Total run of mine coal volumes increased 26 per cent compared to the previous quarter, and the company’s attributable saleable coal volume saw a 24 per cent bump.
Overall, Yancoal sold 10.4 million tonnes (Mt) of coal across its operations at an average realised price of $170 per tonne.
Yancoal chief executive officer David Moult credited the boost to a notable uplift in production at the company’s three large open cut mines.
“In thermal coal markets, short-term influences continue to affect indices and market sentiment,” Moult said.
“In recent weeks, Middle East tensions and a hotter than average summer in the northern hemisphere provided price support.”
Moult said the realised metallurgical coal price was better than the relevant indices due to continued higher priced carryover tonnes from prior periods, product blending and optimisation strategies.
“Yancoal’s large-scale, low-cost coal production profile is well suited to all coal market conditions,” he said.
“With no interest-bearing loans, a large net cash position and robust operating margins, we have the capacity to pursue suitable growth opportunities as they arise.”
Yancoal’s 2024 production guidance remains unchanged at 35–39Mt of saleable production.
The company expects to spend $89–97/t in operating costs with a $650–800 million attributable capital expenditure.

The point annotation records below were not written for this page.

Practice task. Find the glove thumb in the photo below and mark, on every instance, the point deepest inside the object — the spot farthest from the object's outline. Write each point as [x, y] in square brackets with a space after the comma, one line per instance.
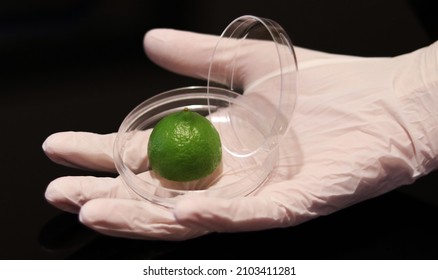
[416, 84]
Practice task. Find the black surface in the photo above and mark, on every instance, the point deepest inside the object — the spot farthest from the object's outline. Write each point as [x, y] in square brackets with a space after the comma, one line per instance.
[80, 66]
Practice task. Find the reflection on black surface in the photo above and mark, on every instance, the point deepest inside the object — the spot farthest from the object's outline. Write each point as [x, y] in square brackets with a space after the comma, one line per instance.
[65, 232]
[393, 226]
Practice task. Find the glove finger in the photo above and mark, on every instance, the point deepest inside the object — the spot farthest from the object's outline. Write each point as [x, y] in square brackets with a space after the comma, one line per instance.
[190, 54]
[95, 151]
[134, 219]
[231, 215]
[182, 52]
[71, 193]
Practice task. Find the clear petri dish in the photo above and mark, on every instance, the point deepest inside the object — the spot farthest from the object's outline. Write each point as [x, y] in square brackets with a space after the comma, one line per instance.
[249, 98]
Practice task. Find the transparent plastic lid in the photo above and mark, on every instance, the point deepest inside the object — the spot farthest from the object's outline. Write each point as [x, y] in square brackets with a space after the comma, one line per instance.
[249, 98]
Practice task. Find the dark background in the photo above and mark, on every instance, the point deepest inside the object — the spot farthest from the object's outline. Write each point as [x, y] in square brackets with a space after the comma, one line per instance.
[79, 65]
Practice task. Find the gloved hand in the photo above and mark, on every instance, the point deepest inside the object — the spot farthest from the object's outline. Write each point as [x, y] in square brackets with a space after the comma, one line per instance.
[364, 127]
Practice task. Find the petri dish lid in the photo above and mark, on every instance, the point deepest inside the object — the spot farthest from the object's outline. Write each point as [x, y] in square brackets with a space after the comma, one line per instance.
[255, 58]
[249, 98]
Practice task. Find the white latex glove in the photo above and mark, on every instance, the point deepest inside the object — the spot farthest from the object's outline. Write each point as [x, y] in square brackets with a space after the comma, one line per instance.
[364, 127]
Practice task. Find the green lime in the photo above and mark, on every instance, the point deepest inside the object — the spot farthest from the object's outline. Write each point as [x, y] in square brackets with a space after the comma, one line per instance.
[184, 146]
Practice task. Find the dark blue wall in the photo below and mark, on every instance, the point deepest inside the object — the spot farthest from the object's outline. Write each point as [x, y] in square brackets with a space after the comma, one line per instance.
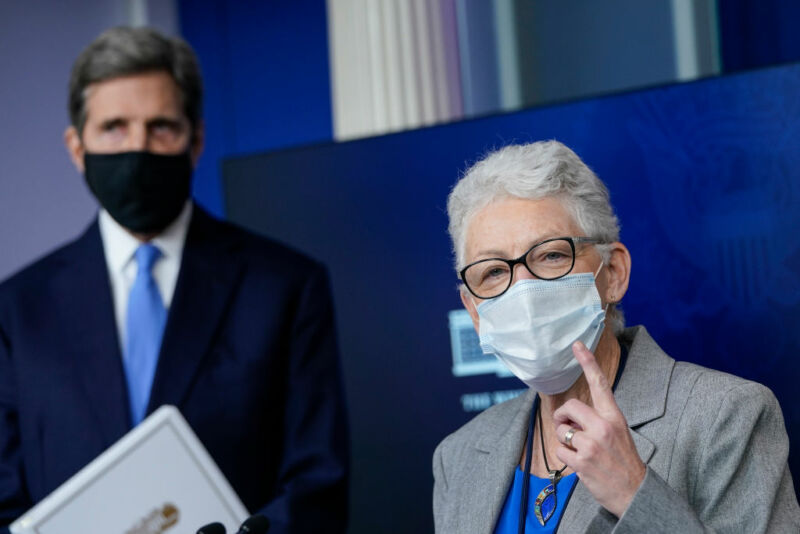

Recently marking its 20th anniversary as a company, Yancoal celebrated with its admission into the S&P/ASX 200 index.
“We see the company’s inclusion in the S&P ASX indices providing a further opportunity to expand our investor base and bolster the trading liquidity of our shares,” Moult said at the time.
“Our anticipated production rate over the remainder of 2024 puts us on track to be the second largest coal producer in Australia.”